日本が3D化される日

上の画像を見て何のアプリか分かりますか?
ある地点の航空写真のようですね。Googleマップだと思った方は多いようですが、実は違います。
国土交通省が進めている、プロジェクト「Project PLATEAU」なんです。
都市3Dデータの整備・公表計画で、東京23区からスタートして、都市データの航空写真や3Dデータやメタ情報などを、オープンデータ(つまり無料)で公開しています。
結構、頑張ってるんですね。
PLATEAU(プラトー)
上の画像は、国土交通省の「PLATEAU」データを、可視化ツール(Webアプリケーション)の「PLATEAU VIEW」で表示した、新宿区です。
ズームしてみると、3Dの建物が表示されています。これが白っぽく見えていました。
衛星写真の上に3Dオブジェクト(建物)を配置しています。
建物をクリックしてみると、赤っぽくハイライトし建物の属性情報が表示されます。
- 計測高さ
- 面積
- 地上・地下階数
- 用途
- 住所
- (準)防火地域か?
リアルな表現も可能
設定パネルで「テクスチャ付き」を選択すると、再描画が始まり、テクスチャが張り付いた3Dの建物が表示されます。
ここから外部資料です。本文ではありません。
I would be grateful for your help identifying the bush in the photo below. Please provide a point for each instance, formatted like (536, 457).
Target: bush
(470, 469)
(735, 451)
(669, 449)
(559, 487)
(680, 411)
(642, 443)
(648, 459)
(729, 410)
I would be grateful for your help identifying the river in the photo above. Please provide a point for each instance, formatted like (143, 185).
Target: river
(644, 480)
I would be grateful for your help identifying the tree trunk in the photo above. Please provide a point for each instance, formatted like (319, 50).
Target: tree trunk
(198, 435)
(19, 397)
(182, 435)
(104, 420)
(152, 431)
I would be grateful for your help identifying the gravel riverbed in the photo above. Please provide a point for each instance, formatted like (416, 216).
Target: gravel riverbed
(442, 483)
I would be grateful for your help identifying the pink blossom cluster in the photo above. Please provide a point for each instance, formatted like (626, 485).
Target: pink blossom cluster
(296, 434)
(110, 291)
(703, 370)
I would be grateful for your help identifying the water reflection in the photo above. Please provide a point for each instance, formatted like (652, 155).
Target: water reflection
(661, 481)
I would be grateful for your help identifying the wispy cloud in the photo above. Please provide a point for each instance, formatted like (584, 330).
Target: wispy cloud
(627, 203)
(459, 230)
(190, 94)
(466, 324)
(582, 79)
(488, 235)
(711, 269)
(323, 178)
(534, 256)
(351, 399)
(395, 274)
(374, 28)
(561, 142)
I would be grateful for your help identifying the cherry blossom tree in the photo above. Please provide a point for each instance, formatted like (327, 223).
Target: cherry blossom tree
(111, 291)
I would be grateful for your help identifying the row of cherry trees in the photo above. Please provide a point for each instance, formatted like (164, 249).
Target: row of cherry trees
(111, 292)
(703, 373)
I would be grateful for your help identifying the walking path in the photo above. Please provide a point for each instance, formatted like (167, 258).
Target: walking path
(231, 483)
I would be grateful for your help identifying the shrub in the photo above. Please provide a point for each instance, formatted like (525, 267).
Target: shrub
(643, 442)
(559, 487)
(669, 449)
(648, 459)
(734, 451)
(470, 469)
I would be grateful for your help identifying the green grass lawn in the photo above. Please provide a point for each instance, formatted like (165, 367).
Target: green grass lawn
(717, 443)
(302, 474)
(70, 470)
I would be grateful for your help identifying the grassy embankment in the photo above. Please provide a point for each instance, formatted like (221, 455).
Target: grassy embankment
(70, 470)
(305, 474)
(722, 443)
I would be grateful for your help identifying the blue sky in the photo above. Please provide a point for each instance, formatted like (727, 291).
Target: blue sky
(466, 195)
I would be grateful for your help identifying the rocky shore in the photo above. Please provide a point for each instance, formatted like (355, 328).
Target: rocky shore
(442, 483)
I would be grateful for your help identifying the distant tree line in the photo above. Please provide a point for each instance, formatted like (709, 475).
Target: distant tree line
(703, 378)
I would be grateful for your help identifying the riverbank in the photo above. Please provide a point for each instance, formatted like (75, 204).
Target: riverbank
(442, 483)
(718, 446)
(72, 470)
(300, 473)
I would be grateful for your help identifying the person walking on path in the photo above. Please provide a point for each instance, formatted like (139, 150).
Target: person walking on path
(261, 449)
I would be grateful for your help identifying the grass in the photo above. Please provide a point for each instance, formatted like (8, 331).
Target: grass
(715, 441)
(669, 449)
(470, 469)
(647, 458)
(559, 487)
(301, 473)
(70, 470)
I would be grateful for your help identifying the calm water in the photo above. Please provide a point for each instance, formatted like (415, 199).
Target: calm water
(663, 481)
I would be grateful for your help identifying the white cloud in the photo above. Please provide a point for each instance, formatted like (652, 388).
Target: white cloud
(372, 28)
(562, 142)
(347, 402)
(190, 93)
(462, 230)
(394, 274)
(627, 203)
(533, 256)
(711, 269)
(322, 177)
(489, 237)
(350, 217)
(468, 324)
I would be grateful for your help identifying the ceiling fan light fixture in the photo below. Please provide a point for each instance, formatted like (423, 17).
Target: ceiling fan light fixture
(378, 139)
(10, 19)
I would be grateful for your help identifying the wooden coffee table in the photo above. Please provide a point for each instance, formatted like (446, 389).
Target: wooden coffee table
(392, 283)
「テクスチャなし」の状態よりも建物が少なくなっています。
テクスチャがある建物のみ描画するのか、私のパソコンのスペックが低すぎて表示できるオブジェクト数が減ったのかは分かりませんが、スペックの低い私のパソコンでは描画完了まで2~3分待ちました。また、メモリも多く使用する為12Gのメモリを最大に使い、その後操作しようとしましたが、固まってしまいました。
建築物の詳細度
建築物の詳細度は、下記のように分かれており順次公開されていくということです。
詳細度
- LOD1:平面の国土地理院地図をもとに建物の外枠を作り、高さだけを補完
- LOD2:さらに屋根形状やテクスチャーを追加
- LOD3:窓などの詳細な形状を含む
- LOD4:建物の内部を含める
建物は時間がたてば、建て替えられたりしますが、一回作った後どのタイミングで更新されるのでしょうか?LOD4の「建物の内部」だと、外観以上に変更は多いので参照したデータが古かったということが頻繁に発生しそうです。データの品質・鮮度の担保はどうしていくのか、興味があります。
国土交通省の狙い
これまで、Googleマップや、ストリートビューを使うことが多かったと思います。
国土交通省の狙いとしては、GoogleやAppleなどの地図・地形データは、企業のデータであり有償のデータです。有償の認識は少ないと思いますが、GoogleマップのAPI(開発用でマップにアクセスする為のプログラム)では、マップにリクエスト何回で、費用が決まっていたりします。
国土交通省としては、他企業のデータを使うのではなく、自前のオープン(無償)データで、様々な分析・可視化ができるようにと整備を進めているようです。
3D都市モデルを体感できるWEBアプリ | PLATEAU VIEW | PLATEAU [プラトー]
PLATEAUのデータをプレビューできるブラウザベースのWEBアプリケーション「PLATEAU VIEW」について紹介する。
今後
今は、東京都のみですが日本全国に手を伸ばすようです。今後、自分たちの街が、どのように3D化されるのか期待しましょう。
また、建物の3Dを表示するだけでなく、駅や病院などの施設を注記で示す機能がありますが、駅名は表示できましたが、病院は表示されませんでした。
また、想定規模/想定最大の浸水ランクを川ごとに表示する機能も、ボタンとしてはありますが特に変化が無かったのでこれから実現されていくのでしょう。
まとめ
Googleマップ・ストリートビューは非常に膨大な時間を費やして構築されています。写真でも相当な費用と時間が掛かっていますが、3Dモデルだと更に時間が掛かる作業になります。今から後追いで、何年かけて実現するのか気になるところです。
このプロジェクトの目的は、全国の3Dデータを作る事ではなく、シミュレーション、ビジュアライゼーション、エンターテイメントなどデジタルと実世界の融合(デジタルツイン)を目指しているので、ご自分の街が3D化されていないと文句を言うのは、筋が違うかもしれませんね。
私は、このような国の税金を使って整備しているデータを、これまでは一部の研究機関のみが使うだけだったものが、オープン化されたことは評価できますし、今後の発展の加速にも寄与すると思います。